People who qualify for resynchronisation therapy are patients with advanced heart failure who, despite optimal pharmacological treatment, have very limited exercise tolerance because of asynchronous contraction of the heart muscle.
The resynchronisation system consists of:
- a device (a pacemaker or defibrillator with a battery)
- two or three pacing leads to the heart
You are admitted to the Cardiology Department. You will have to have fasted as the procedure is performed under general anaesthetic. That means at least two hours for clear fluids (only water, tea and coffee), at least six hours for a light meal and dairy products and at least eight hours for a regular meal.
Medication may be taken as agreed with the physician. If no recent laboratory results are available, blood samples may be collected.
You will be given a gown to wear. The nurse will place an IV line in your arm to administer medication later.
The procedure is performed in the cardiac catheterisation room.
You take place on the examination table. Adhesive electrodes are placed to monitor your heart rhythm. Two larger adhesive patches are placed for the conduction of shocks, if necessary. You will be given antibiotics through the IV as protection against infection.
The anaesthetist takes care of the anaesthesia.

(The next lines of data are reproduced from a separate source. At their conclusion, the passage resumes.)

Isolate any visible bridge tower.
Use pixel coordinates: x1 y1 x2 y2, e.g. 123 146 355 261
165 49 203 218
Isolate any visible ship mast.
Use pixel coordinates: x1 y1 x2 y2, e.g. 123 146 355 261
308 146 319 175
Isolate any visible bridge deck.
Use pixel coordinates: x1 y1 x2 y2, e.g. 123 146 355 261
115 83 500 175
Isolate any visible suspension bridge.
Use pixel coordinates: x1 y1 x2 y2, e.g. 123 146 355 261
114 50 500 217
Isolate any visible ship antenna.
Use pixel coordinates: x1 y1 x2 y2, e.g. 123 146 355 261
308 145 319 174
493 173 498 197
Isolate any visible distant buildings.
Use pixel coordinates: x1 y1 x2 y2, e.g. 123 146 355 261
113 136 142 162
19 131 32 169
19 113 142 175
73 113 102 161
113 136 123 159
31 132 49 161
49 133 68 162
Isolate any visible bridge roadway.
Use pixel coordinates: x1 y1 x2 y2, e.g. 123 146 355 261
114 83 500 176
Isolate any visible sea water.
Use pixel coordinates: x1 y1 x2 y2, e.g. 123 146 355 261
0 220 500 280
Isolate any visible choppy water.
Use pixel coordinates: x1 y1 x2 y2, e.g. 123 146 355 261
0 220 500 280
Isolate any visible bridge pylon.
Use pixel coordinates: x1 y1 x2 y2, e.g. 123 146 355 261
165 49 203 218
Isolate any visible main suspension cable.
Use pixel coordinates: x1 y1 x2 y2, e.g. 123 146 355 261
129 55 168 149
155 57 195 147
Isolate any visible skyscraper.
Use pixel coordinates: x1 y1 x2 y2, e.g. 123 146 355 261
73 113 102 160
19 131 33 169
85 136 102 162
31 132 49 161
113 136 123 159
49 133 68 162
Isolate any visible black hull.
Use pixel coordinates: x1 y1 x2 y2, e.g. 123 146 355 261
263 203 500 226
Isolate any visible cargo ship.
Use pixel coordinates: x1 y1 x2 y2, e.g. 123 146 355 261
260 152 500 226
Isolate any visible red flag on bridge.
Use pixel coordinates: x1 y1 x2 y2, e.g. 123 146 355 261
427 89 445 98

You will be asleep during the procedure.
An area of skin on the left shoulder measuring 10 by 10 cm is shaved and disinfected, and adhesive sterile sheets are placed around it. A local anaesthetic is injected to numb the skin and the underlying subcutaneous tissue. The physician makes a small incision of 4 mm. A small vein between the muscles is identified that allows for the delivery of one or two electrodes to the heart. For the third pacing lead, the physician pricks a larger vein under the collar bone. Two electrodes are placed in the right heart cavities and the contacts are checked for quality.

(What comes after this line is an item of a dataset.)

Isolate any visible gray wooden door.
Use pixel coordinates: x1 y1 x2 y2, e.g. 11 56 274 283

A third electrode must stimulate the left chamber of the heart. To reach this, a vein can be used that runs from the right atrium around the heart to the left side. This requires adequate expertise by the physician and may take some time.
Once the pacing leads are secured, a space is created under the skin near the shoulder for the pacemaker or defibrillator. A defibrillator requires additional evaluation of the shock treatment and to that end, a high heart rate is induced. The skin is closed with absorbable sutures and the wound is covered with a plaster. You will wake up in the recovery room. The procedure takes approximately one to two hours.

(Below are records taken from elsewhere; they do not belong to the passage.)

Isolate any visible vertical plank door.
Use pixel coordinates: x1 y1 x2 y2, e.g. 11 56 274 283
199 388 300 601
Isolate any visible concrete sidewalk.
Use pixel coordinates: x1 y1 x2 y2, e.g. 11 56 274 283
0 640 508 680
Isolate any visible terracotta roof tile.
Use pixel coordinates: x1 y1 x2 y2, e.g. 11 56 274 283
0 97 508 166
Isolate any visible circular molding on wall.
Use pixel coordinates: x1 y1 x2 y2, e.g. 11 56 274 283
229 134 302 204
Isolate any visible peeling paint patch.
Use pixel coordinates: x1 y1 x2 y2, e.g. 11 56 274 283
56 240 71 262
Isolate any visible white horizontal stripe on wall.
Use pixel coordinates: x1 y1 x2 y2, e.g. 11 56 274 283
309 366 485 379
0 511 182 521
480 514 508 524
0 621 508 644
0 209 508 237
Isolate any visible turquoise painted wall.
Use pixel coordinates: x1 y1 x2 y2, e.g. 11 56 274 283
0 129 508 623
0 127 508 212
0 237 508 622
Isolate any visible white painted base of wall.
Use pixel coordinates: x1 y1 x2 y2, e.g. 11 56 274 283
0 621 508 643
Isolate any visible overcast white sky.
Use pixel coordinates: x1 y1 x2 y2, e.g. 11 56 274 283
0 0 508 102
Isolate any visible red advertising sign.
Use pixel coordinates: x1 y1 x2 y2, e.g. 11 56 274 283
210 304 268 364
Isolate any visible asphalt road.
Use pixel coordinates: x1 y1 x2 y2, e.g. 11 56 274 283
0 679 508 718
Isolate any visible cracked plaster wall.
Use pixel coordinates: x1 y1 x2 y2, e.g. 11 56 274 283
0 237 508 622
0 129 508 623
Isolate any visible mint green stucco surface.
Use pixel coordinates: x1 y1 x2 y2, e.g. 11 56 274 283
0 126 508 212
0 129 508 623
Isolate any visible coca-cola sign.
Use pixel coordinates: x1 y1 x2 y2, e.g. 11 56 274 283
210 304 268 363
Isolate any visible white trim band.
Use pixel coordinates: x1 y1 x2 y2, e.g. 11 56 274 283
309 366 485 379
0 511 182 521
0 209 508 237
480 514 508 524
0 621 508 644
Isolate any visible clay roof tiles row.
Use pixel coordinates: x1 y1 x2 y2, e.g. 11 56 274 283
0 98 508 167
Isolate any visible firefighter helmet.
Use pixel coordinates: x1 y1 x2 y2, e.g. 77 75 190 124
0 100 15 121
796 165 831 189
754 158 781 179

If all checks of the device are found to be in order the next day, you may go home.
Local bruising is possible but does generally not require much looking after. When opening the deep vein, the lung may be accidentally perforated, resulting in a collapsed lung. Radiography is therefore always performed after the procedure to detect this. In very rare cases, the wound gets infected despite the precautions taken. Sometimes antibiotics must be administered and/or the device must be removed. In the first weeks after the procedure, the electrodes may migrate which will necessitate another intervention. In rare cases, the third pacing lead stimulates not only the heart but also the midriff to contract. You may sense this ‘hiccup’ more in certain positions. This problem usually disappears by reprogramming the device.
Cardiac resynchronisation should ensure smoother breathing, which is beneficial for your exercise tolerance. The risk of future hospitalisation due to ‘fluid in the lungs’ decreases. The number of medications can potentially be reduced, but this may only be done on the advice of your attending physician. A defibrillator also provides optimal protection against the negative effects of the accelerated heart rate. You may still have palpitations or faint, but the device will remedy the rhythm disturbance. Further follow-up is in the outpatients clinic through three to six-monthly consultations. Telemonitoring may also be helpful in the follow-up. Depending on the intensity of use, the pacemaker or defibrillator battery will last up to eight years. The regular follow-up will flag the need for replacement of the device.
To prevent infection the plaster will stay in place for a few days. Do not shower or bathe in the first week. Avoid too much movement of the shoulder girdle. Monitor your weight closely in the first few weeks: resynchronisation will ensure a fair amount of urine production.